The important property is that access to t3 is independent of access to t2. MySQL’s nested loops join algorithm will run this as in this swimlane diagram:
Here we assume that
- table t2 has 4 rows such that t2.key=t1.col1
- table t3 doesn’t have any rows such that t3.key=t1.col2
As soon as we make first index lookup in table t3 (the one with blue border), we see that there will be no matching row combinations for this row of t1. Nevertheless, MySQL executioner will proceed to examine different rows in table t2 (marked with red border). This is redundant and can be easily avoided.
The executioner part is easy: just maked the nested-loops join code to “jump back” in the cases like the illustrated. If we don’t find a match and table access/selection condition does not depend on the preceding table(s), then go back to the last table that the table access depends on. I don’t have the ready term for this, the working name is “short-cutting”.
The optimizer part is (as usual) more complicated. One way is to take the easy route: let the join optimizer (the part of code that chooses the join order) remain unaware of the short-cutting. Once the join order is produced, set up the executioner to perform short-cutting where appopriate.

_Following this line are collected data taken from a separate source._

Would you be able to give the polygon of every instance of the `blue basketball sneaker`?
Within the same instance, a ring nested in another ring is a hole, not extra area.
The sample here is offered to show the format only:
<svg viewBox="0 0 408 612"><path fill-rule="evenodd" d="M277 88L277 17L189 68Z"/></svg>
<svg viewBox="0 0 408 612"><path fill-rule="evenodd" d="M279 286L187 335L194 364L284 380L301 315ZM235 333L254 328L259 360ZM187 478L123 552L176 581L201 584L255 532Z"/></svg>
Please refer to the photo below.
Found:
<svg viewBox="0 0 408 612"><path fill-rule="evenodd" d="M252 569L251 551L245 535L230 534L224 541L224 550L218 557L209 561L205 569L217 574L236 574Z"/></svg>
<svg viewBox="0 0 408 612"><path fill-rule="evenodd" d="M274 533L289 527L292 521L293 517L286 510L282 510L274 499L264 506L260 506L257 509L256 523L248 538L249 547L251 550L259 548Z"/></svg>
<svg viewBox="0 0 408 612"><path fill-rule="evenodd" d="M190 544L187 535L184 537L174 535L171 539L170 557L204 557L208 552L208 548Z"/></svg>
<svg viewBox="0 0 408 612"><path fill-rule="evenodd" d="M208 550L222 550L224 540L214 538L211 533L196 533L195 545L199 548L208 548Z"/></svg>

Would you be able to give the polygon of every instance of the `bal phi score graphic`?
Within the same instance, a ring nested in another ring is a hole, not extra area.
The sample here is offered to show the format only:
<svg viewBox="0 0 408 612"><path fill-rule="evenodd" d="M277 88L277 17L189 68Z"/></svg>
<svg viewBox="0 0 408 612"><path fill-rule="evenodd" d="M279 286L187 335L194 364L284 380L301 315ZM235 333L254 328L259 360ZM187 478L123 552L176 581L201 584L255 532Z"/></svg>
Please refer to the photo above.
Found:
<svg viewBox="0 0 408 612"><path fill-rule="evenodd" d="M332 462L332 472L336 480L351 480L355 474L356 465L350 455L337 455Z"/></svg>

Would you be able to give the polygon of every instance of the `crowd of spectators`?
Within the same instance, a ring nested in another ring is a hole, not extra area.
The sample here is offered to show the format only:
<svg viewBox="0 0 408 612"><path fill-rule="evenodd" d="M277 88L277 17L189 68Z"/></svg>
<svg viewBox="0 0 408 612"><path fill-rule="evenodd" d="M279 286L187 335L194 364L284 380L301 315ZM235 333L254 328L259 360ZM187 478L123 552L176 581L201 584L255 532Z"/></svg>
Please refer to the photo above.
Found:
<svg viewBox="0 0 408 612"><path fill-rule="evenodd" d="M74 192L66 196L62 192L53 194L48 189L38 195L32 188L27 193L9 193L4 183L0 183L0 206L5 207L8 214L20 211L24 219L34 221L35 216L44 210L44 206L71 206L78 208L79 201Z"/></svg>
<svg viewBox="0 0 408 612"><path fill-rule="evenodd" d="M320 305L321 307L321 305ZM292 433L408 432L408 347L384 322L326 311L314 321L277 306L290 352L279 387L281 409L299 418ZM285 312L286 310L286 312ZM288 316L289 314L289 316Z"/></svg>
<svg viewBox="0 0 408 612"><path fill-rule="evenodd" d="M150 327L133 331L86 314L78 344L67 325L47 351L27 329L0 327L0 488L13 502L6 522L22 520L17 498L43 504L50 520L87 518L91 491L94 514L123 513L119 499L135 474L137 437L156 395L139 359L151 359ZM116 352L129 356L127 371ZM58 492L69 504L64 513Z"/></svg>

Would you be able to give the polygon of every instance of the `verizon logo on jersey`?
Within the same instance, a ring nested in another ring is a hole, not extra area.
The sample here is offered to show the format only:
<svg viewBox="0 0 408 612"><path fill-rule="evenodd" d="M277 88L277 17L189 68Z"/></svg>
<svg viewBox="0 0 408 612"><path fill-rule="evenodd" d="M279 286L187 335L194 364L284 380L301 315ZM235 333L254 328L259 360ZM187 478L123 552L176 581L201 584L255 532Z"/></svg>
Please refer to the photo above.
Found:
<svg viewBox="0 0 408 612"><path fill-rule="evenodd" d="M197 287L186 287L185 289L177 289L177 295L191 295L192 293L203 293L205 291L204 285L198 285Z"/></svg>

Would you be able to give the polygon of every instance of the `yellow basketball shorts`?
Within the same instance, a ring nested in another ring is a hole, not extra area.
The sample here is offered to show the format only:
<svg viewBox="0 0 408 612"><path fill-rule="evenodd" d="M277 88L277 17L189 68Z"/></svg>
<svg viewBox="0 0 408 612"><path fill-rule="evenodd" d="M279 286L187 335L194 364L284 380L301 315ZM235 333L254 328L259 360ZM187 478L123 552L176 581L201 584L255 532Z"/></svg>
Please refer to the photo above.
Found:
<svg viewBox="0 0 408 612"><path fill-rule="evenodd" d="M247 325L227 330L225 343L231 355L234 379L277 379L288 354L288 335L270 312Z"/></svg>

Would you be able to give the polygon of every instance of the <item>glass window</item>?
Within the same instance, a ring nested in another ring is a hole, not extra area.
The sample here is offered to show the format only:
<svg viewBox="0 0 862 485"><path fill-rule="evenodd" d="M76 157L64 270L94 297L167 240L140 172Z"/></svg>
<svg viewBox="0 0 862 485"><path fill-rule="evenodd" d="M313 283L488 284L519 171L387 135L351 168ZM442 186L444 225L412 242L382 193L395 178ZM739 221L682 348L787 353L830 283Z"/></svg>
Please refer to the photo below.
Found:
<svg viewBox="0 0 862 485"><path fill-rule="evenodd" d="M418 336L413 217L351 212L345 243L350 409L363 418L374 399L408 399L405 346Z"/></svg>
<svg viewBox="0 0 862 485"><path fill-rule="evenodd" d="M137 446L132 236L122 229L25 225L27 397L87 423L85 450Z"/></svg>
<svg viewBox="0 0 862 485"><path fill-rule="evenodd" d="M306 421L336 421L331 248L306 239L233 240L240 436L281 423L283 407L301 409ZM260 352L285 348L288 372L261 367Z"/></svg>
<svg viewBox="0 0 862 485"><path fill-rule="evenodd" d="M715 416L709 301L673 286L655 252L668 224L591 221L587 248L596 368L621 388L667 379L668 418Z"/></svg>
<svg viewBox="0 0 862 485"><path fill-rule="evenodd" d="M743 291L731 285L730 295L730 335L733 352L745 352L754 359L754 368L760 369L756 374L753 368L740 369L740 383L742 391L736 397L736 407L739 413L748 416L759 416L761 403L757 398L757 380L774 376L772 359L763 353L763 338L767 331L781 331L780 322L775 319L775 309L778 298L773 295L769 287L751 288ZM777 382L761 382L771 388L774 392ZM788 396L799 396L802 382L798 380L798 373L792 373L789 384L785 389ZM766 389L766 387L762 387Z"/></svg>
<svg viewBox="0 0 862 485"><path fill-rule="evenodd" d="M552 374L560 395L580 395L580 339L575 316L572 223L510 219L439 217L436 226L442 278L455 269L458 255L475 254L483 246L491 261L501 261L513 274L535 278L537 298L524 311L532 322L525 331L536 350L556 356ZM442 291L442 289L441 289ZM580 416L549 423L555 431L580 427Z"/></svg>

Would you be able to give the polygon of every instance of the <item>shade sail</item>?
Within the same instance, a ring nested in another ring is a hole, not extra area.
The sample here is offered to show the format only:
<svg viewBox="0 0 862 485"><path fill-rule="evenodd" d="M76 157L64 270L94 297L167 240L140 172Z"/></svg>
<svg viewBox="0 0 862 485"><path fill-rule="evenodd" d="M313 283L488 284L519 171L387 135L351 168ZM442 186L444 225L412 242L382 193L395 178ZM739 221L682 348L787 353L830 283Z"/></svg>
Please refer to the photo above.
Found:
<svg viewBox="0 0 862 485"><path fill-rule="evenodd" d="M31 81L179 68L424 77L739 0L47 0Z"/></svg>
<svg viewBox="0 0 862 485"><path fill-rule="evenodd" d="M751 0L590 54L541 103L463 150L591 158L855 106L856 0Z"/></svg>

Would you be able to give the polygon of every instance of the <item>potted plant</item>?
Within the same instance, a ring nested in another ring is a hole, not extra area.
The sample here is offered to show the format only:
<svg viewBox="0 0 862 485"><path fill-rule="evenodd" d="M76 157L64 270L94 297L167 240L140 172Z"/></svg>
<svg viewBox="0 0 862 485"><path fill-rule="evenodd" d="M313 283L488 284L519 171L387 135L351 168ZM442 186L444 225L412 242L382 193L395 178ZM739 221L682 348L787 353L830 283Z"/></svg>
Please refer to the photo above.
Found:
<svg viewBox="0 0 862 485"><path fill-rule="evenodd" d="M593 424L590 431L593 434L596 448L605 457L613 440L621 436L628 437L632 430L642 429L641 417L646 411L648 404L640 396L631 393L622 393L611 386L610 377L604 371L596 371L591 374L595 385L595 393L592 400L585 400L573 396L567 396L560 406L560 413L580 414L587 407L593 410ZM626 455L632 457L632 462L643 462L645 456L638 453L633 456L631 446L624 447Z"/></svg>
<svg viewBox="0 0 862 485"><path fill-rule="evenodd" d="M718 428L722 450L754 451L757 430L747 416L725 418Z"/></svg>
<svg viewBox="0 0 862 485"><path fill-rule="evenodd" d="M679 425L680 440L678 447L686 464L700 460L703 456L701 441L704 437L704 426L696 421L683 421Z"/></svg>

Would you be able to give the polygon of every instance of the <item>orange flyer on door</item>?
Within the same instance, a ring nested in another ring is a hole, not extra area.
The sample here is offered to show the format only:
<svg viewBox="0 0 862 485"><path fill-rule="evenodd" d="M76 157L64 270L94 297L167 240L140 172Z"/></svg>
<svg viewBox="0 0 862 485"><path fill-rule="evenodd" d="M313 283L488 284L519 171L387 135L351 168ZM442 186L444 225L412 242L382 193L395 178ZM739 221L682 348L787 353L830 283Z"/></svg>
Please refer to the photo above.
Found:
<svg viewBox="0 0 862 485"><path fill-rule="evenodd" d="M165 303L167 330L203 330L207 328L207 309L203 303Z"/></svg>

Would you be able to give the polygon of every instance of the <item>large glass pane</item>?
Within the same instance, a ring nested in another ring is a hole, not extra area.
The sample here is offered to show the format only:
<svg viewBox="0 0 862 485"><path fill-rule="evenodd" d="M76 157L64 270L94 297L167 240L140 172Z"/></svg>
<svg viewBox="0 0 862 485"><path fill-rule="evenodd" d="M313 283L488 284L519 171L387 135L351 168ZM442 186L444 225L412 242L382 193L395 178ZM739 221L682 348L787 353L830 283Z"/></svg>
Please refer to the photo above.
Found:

The bad part is that join optimizer doesn’t account for short-cutting when comparing costs of various join orders, which may lead it to choose non-optimal join orders. However, taking short-cutting into account won’t be easy:
- First, we’ll need to generate selection conditions for the join orders we consider (in other words, figure out if the EXPLAIN will have “Using WHERE”). Our current way of doing this will probably be too expensive to be done for each considered join order.
- Second, we’ll need to get somewhere an estimate of how often short-cutting will occur. That is, we’ll need to know probability that for some *arbitrary* values of columns from preceding tables, table T will have no rows that would satisfy given condition COND(preceding_tables, T). This estimate is likely to end up being some while guess like “lets use
At the moment the easy route seems like the way to go.
2007-02-11: Fixed typos in EXPLAIN ouput
Perhaps another way to think of it is “pruning the execution tree” if you think of the nested-loop join as a depth-first search.
Maybe, I’m not a terminology guru. Thanks for feedback, I’ll keep the “pruning the execution tree” option for the time we’ll be settling with which terms to use.
Can you show us the optimised version of the initial SQL or does “The executioner part is easy: just maked the nested-loops join code to ‘jump back'” explain it and I just need to learn what the ‘executioner’ is?
Once you should look at WL#358 too. I think it’s an idea to speed up things too, and help client application developers. (My idea.)